Gyrophoric acid
- Names: Preferred IUPAC name 4-({4-[(2,4-Dihydroxy-6-methylbenzoyl)oxy]-2-hydroxy-6-methylbenzoyl}oxy)-2-hydroxy-6-methylbenzoic acid

Identifiers
- CAS Number: 548-89-0;
- 3D model (JSmol): Interactive image;
- ChEMBL: ChEMBL470648;
- ChemSpider: 119550;
- PubChem CID: 135728;
- UNII: BAQ44A6C6H;
- CompTox Dashboard (EPA): DTXSID30203289 ;

Properties
- Chemical formula: C_{24}H_{20}O_{10}
- Molar mass: 468.414 g·mol^{−1}

= Gyrophoric acid =

Chemical found in some lichens

Gyrophoric acid is a tridepside. It is a double ester of the orsellinic acid. It can also be found in most of the species of the lichen genera Actinogyra, Lasallia, and Umbilicaria .

==Natural occurrence and biosynthesis==

Gyrophoric acid is an orcinol-derived tridepside, meaning it is built from three orsellinic acid units linked by ester bonds. In nature the compound reaches its highest concentrations in rock-dwelling Umbilicaria lichens, but smaller amounts occur in several other genera, including Cryptothecia, Xanthoparmelia, Actinogyra and Lasallia. Gyrophoric acid often co-exists with simpler didepsides such as lecanoric acid, suggesting a shared metabolic origin.

Pharmacologically, gyrophoric acid has been demonstrated to possess broad-spectrum antimicrobial activity and a marked cytotoxic effect against a range of cancer cell lines in in vitro laboratory tests; it also absorbs ultraviolet radiation and has historically served as a natural dye and sunscreen for the lichen thallus. Laboratory screens suggesting antiproliferative and antioxidant actions make the molecule a potential lead for future drug development campaigns—provided supply problems can be solved, because wild lichens grow slowly and yield is low.

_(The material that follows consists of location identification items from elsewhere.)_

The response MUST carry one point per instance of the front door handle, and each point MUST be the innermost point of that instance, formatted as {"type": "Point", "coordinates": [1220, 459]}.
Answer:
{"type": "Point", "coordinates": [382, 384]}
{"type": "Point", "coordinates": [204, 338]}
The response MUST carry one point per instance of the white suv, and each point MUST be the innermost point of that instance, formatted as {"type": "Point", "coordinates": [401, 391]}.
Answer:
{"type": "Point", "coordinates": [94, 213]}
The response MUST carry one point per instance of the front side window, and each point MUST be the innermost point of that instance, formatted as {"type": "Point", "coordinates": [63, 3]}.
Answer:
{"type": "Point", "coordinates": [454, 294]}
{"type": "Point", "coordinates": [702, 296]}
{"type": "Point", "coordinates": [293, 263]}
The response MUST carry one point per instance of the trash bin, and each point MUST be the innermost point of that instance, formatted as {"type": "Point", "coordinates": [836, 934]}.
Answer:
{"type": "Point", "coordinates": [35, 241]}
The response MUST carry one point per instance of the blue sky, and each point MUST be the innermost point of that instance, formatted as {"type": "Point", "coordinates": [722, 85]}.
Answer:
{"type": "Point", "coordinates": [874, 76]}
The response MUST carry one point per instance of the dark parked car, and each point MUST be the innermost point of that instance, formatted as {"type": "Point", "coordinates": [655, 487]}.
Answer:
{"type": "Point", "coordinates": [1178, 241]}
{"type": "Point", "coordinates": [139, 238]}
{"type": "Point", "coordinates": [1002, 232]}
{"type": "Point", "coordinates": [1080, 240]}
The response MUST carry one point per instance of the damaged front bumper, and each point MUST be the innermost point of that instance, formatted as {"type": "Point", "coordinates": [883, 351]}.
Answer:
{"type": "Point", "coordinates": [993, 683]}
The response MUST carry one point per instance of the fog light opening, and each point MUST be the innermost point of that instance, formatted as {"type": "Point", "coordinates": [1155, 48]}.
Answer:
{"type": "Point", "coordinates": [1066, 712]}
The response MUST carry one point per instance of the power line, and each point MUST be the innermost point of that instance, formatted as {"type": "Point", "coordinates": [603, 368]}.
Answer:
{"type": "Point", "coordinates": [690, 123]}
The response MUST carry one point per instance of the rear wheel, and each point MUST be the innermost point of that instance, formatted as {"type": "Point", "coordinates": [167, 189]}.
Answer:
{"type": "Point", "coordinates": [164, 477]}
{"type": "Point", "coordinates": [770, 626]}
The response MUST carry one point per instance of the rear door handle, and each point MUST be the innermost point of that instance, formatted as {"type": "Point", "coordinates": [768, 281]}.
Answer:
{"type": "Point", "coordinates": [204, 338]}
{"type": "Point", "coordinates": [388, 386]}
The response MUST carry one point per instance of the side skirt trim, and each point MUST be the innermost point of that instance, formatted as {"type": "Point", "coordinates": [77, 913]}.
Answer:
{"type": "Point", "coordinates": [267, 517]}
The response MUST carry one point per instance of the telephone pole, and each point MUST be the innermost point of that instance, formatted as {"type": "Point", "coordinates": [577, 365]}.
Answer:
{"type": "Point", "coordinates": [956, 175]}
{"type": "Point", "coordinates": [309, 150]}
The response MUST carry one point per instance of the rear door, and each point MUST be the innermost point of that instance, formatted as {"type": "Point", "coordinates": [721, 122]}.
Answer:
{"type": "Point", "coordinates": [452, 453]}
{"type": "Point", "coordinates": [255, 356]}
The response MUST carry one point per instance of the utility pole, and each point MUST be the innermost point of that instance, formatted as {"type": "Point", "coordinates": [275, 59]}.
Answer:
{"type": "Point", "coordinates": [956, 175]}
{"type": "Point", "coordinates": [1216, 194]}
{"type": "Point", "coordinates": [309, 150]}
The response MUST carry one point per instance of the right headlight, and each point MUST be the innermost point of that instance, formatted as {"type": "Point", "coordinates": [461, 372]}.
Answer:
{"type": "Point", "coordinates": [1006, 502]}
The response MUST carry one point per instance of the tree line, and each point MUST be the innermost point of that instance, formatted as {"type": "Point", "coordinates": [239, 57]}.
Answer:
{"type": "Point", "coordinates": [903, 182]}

A 2022 long-read genomic survey of nine Umbilicaria species has now uncovered the compound's putative biosynthetic gene cluster. All producing species share a single non-reducing polyketide synthase (classified as PKS16) flanked by only two conserved neighbouring genes; the rest of the cluster (nine to fifteen open reading frames, depending on the species) is remarkably variable, which may explain the minor side-products frequently detected in high-performance liquid chromatography traces. The study shows that the polyketide synthase alone appears able to assemble the complete tridepside backbone, removing the need for any tailoring enzymes. This discovery opens the door to heterologous expression and combinatorial biosynthesis, giving chemists and microbiologists a realistic path to engineered analogues with improved potency or pharmacokinetics—and to scalable, fermentation-based manufacture that does not rely on harvesting slow-growing lichens.

==Related compounds==

Collectively termed the gyrophoric acid , a small family of structurally related tridepsides derives directly from gyrophoric acid. Once the parent tridepside has been assembled, fungal secondary metabolite enzymes can introduce further tailoring steps—most commonly decarboxylation, O-methylation, and/or ring C-hydroxylation. Each modification subtly alters polarity, ultraviolet absorption, and bioactivity, giving the lichen a broader chemical repertoire while preserving the characteristic orsellinic acid backbone.

Four naturally occurring mono-O-methyl congeners have been characterised so far. Methyl gyrophorate and 4-O-methylgyrophoric acid represent simple single-site methylations, whereas umbilicaric acid and ovoic acid combine methylation with either decarboxylation or additional oxidative changes. These derivatives are typically produced alongside the parent compound in Umbilicaria and related genera, and their relative proportions can vary markedly between species, habitats, or even individual thalli—an observation that underpins chemotaxonomic studies within the gyrophoric acid-producing lichens.